Sin el aval de la Organización de Naciones Unidas, ni más coartada que una autoconcedida y falaz representación de la comunidad internacional, el presidente William Clinton ordenó una agresión militar contra Irak. Desde el mediodía de ayer hasta la madrugada de hoy, las fuerzas bélicas de Estados Unidos, emplazadas en el Golfo Pérsico y con el respaldo más bien simbólico de la aviación inglesa, realizaron, en acatamiento de las órdenes de la Casa Blanca, un intenso bombardeo contra la capital de ese país árabe.

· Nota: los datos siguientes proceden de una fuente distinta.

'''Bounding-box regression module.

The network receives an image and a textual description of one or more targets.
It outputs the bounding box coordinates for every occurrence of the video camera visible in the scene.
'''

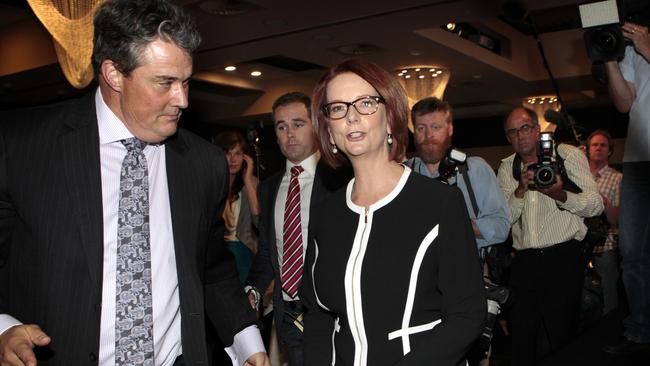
[580,0,650,63]
[436,147,467,183]
[527,132,563,189]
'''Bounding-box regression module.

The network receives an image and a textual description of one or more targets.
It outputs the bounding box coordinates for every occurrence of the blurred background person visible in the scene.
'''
[586,129,622,316]
[213,131,260,282]
[603,21,650,355]
[303,59,486,366]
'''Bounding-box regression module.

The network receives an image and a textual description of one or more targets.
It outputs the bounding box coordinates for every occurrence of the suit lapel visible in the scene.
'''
[164,133,197,283]
[267,172,283,271]
[59,94,104,295]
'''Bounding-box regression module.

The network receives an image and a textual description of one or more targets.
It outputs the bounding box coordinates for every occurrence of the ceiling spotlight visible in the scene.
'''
[224,66,236,71]
[250,70,262,77]
[447,22,456,31]
[405,75,412,79]
[418,75,425,79]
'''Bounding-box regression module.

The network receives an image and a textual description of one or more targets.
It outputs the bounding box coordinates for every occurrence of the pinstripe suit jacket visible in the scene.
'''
[0,93,257,365]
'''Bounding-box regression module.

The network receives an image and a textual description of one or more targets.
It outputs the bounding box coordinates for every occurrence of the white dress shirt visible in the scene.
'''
[274,152,319,301]
[95,90,182,366]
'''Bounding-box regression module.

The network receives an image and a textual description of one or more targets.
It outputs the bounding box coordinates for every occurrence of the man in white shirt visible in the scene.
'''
[603,21,650,356]
[497,107,603,365]
[246,92,350,366]
[0,1,269,365]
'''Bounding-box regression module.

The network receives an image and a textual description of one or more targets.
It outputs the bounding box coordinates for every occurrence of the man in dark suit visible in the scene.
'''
[246,92,349,366]
[0,1,269,365]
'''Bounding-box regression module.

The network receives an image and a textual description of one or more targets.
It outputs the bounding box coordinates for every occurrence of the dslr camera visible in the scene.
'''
[527,132,562,189]
[437,147,467,183]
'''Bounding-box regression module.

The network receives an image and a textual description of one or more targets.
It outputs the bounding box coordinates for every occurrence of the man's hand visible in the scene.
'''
[243,352,271,366]
[537,173,567,203]
[242,154,256,186]
[514,163,534,198]
[622,22,650,61]
[0,324,50,366]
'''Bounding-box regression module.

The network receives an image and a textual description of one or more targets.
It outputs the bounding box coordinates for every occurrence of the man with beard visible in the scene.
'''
[405,97,510,250]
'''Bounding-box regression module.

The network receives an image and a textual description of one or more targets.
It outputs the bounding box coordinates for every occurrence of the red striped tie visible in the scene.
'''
[281,165,304,298]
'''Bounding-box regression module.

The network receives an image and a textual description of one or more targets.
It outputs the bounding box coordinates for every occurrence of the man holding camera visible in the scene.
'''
[602,21,650,355]
[496,107,603,365]
[406,97,511,249]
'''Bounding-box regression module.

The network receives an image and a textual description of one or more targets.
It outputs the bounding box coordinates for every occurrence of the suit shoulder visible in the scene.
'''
[316,161,353,192]
[259,170,283,190]
[0,94,93,136]
[405,171,465,208]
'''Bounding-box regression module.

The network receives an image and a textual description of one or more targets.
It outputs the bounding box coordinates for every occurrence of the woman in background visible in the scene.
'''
[302,59,486,366]
[214,131,260,282]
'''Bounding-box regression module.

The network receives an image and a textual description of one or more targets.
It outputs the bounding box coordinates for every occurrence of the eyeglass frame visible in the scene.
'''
[505,123,538,139]
[322,95,385,120]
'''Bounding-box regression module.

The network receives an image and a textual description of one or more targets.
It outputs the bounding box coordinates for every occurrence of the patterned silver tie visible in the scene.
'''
[115,138,154,366]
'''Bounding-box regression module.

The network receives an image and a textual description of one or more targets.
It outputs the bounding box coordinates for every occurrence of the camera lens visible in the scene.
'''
[535,166,555,187]
[595,30,619,54]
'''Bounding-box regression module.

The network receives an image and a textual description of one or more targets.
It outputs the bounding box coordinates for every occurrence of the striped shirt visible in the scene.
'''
[497,144,604,250]
[591,165,622,253]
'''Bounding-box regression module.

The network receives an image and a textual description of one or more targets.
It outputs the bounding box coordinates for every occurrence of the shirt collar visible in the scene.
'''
[285,151,319,178]
[596,164,612,177]
[95,88,136,145]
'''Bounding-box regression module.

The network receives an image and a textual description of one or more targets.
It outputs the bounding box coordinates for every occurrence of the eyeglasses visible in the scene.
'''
[322,95,385,120]
[505,123,536,139]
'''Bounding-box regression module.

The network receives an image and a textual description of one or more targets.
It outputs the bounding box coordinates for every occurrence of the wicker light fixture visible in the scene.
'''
[395,66,450,131]
[27,0,104,89]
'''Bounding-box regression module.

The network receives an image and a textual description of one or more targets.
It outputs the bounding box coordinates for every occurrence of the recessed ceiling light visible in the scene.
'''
[405,75,411,79]
[250,70,262,77]
[410,50,422,56]
[418,75,425,79]
[225,66,236,71]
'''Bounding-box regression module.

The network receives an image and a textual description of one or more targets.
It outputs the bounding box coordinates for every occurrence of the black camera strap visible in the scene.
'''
[405,157,480,217]
[458,163,480,218]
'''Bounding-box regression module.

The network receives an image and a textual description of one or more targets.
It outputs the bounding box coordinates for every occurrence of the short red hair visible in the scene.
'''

Para justificarse, los agresores han esgrimido motivos de seguridad nacional, así como la supuesta necesidad de defender a los países vecinos de una agresión por parte del régimen de Bagdad. Han mencionado, también, su determinación de neutralizar los instrumentos de destrucción masiva en poder de Irak, con el pretexto de que esa nación ha sido la única que los ha utilizado.
Ninguno de estos alegatos pasa la prueba del sentido común. En el momento presente Irak es un país hambriento y en ruinas, incapaz de amenazar las seguridades nacionales de Estados Unidos o de Gran Bretaña. La antigua condición iraquí de potencia regional desde la que Sadam Hussein se lanzó a la aventura criminal y desastrosa de invadir Kuwait fue arrasada hace siete años hasta el punto de que la dictadura iraquí carece, hoy, de toda posibilidad militar, geopolítica, económica o ideológica para intentar la repetición de esa empresa.

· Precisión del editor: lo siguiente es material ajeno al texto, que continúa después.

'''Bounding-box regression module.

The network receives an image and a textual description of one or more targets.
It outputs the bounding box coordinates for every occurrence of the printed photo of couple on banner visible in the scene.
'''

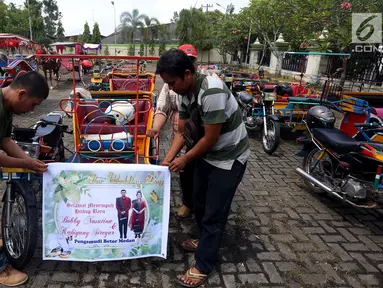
[116,189,146,240]
[42,163,171,262]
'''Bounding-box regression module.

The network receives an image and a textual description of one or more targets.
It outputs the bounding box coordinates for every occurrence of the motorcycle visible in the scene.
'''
[1,111,71,268]
[296,105,383,209]
[237,84,281,155]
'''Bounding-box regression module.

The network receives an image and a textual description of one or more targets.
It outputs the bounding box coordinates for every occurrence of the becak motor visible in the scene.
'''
[105,101,135,125]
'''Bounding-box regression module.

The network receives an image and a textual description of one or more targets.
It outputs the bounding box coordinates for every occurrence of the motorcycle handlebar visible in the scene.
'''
[354,122,381,128]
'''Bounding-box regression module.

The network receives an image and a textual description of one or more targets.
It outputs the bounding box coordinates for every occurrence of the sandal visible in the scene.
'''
[178,267,212,287]
[176,205,192,219]
[181,239,198,252]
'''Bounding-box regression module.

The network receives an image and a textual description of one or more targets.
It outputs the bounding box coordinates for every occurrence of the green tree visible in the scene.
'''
[56,12,65,41]
[92,22,101,43]
[143,16,160,55]
[28,0,49,45]
[119,9,147,52]
[128,44,134,55]
[214,13,248,64]
[0,1,8,32]
[171,11,179,23]
[104,45,110,55]
[6,3,29,37]
[158,42,166,56]
[81,21,91,43]
[43,0,59,37]
[177,9,192,44]
[139,43,145,56]
[149,41,155,56]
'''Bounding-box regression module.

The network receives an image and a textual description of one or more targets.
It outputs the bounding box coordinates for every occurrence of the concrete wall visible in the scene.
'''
[101,44,233,64]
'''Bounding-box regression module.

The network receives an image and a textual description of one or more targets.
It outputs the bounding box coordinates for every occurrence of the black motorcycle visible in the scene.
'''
[296,105,383,209]
[1,111,71,268]
[237,84,281,154]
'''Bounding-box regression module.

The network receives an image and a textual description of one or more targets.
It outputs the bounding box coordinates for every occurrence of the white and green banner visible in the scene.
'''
[42,163,171,262]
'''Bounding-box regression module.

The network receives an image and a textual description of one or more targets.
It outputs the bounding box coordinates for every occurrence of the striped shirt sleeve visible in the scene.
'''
[200,88,228,124]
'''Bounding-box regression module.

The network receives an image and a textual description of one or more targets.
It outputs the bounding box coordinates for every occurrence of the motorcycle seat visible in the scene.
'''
[34,114,63,138]
[312,128,361,154]
[238,92,253,105]
[42,114,62,124]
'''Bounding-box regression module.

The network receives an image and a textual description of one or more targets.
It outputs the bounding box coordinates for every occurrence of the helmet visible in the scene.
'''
[81,60,93,68]
[306,106,335,129]
[178,44,198,58]
[275,83,293,96]
[105,101,135,125]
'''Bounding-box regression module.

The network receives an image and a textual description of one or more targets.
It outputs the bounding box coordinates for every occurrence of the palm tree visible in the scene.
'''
[119,9,147,53]
[142,16,160,55]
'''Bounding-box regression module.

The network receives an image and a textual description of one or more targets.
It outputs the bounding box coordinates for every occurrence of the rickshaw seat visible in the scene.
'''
[110,78,151,91]
[77,100,151,135]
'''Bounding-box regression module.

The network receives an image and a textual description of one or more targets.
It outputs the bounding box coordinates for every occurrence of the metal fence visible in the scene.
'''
[324,55,344,78]
[282,53,308,73]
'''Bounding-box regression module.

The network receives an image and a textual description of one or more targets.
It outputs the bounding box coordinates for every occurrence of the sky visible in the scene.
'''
[5,0,250,37]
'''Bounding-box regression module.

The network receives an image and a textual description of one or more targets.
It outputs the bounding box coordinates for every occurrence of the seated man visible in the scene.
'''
[0,71,49,287]
[156,49,250,287]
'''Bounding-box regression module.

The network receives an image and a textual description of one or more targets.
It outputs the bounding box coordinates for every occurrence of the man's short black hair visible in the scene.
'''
[121,189,126,193]
[10,71,49,99]
[156,48,195,79]
[136,190,142,196]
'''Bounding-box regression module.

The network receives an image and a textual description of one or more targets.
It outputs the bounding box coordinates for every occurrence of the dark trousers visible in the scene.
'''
[179,159,196,209]
[193,159,247,274]
[118,218,128,238]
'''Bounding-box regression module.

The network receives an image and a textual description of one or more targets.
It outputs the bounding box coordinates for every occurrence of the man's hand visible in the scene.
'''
[168,157,187,172]
[146,128,160,139]
[161,159,170,166]
[25,159,48,174]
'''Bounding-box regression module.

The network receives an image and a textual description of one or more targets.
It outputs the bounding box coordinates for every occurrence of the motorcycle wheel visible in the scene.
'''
[262,118,280,155]
[303,147,326,194]
[2,181,37,269]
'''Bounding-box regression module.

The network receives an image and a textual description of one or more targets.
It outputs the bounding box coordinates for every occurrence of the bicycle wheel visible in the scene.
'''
[2,180,38,269]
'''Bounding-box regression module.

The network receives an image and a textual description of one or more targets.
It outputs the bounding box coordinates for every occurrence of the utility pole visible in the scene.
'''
[201,4,213,12]
[111,1,117,56]
[27,0,33,41]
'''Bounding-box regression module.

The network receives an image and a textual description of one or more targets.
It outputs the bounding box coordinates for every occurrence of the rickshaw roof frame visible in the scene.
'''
[34,54,160,61]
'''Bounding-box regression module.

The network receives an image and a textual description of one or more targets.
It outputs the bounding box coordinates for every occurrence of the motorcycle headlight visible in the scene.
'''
[264,92,277,101]
[16,142,40,159]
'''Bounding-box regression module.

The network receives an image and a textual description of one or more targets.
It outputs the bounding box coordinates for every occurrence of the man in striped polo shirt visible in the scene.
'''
[156,49,250,287]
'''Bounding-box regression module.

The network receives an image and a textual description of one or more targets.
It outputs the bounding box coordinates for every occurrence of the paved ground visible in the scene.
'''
[2,69,383,287]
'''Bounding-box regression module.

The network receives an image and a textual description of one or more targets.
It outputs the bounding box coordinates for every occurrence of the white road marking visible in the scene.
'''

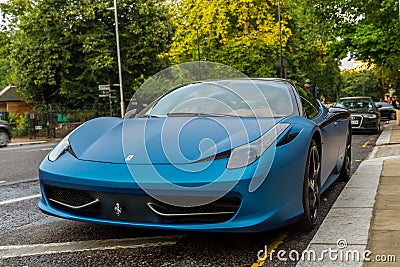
[0,194,41,205]
[0,235,183,259]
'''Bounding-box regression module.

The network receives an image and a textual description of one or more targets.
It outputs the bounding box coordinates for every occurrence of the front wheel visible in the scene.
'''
[339,128,351,181]
[0,131,9,147]
[374,122,381,134]
[296,140,320,231]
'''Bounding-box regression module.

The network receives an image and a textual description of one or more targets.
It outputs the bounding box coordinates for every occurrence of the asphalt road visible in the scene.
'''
[0,142,54,184]
[0,132,379,266]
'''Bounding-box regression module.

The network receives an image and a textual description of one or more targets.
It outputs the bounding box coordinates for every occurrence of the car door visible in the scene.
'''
[296,86,345,185]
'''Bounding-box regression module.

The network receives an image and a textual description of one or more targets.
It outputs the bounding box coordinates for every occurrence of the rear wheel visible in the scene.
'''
[297,140,320,231]
[374,122,381,134]
[0,131,9,147]
[339,128,351,181]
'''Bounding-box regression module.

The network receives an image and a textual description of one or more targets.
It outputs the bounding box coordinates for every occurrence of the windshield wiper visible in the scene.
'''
[166,112,238,117]
[138,114,164,118]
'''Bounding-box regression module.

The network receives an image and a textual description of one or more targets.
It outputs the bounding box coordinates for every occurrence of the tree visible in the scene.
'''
[340,70,383,100]
[0,32,14,89]
[2,0,175,114]
[168,0,343,102]
[284,0,342,102]
[311,0,400,97]
[168,0,292,77]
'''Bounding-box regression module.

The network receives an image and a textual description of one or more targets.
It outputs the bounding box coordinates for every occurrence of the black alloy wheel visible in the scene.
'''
[297,139,320,231]
[339,128,351,181]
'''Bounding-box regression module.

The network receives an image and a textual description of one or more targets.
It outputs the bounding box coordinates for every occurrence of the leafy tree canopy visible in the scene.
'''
[312,0,400,95]
[168,0,292,77]
[1,0,175,114]
[168,0,342,102]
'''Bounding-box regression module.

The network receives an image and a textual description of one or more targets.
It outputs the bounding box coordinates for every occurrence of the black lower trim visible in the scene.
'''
[43,185,241,224]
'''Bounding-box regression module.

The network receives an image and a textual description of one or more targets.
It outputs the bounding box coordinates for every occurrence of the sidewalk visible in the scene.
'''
[297,122,400,266]
[365,126,400,266]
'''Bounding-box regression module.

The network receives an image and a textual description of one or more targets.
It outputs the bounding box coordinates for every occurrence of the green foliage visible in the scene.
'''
[168,0,292,77]
[5,0,393,107]
[7,112,18,129]
[311,0,400,96]
[284,0,342,102]
[2,0,175,115]
[168,0,342,102]
[0,31,17,89]
[7,112,28,137]
[340,70,383,100]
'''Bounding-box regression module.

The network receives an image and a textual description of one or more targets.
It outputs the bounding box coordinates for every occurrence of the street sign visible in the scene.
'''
[98,84,111,90]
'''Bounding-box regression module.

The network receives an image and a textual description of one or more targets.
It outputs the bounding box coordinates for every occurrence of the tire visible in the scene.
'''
[0,131,9,147]
[374,122,381,134]
[297,139,320,232]
[339,128,351,181]
[390,112,396,120]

Por lo que respecta a la posesión de armas de destrucción masiva, el mandatario estadunidense omite recordar que fue su propio país, y no Irak, el primero en usarlas y en masacrar con ellas a poblaciones civiles, en agosto de 1945.
Ante la inconsistencia de las explicaciones de Clinton, se hace más evidente su verdadera razón para ordenar esta agresión bélica: acosado por un poder legislativo que amenaza con destituirlo, el mandatario decidió distraer a los legisladores con una situación de guerra, así como agitar el patriotismo más ramplón para eludir el juicio político que -injustamente, cabe señalar- le espera en el Capitolio.
Circunstancia inmoral e injusta, si alguna, en los días que corren, pues la población iraquí no está siendo víctima de las ambiciones y la insensatez de su gobernante, ni de los intereses económicos y geoestratégicos de los países desarrollados, sino que está pagando, con sufrimiento y muerte, las secuelas de un amorío palaciego que fue convertido en instrumento de desestabilización política por los enemigos de Clinton.
Este, por su parte, tiene poco de qué alegrarse. Ha arrojado algunos cadáveres iraquíes a los legisladores republicanos, pero con ello no ha conseguido aplacar las ansias de linchamiento moral en su contra. Por el contrario, su acción ha generado una respuesta insólita e inédita en los sectores más conservadores del Capitolio, los cuales afirmaron, por boca del senador Trent Lott, que no respaldan la agresión a Irak.
En lo externo, las órdenes de ataque del Presidente estadunidense han suscitado el rechazo de Francia, Rusia y China, miembros permanentes del Consejo de Seguridad de la ONU, y se han interpretado como una bofetada a los esfuerzos del secretario general de ese organismo, Kofi Annan, por lograr soluciones pacíficas a la situación en el Golfo Pérsico. En Irak, los bombardeos, lejos de debilitar a Sadam Hussein, fortalecen su régimen sanguinario y corrupto. Y en el mundo, la acción de Clinton implanta, una vez más, la barbarie y la ley de la selva en las relaciones internacionales, y coloca a Washington en su antigua y odiosa posición -que parecía superada-, de gendarme mundial autoproclamado.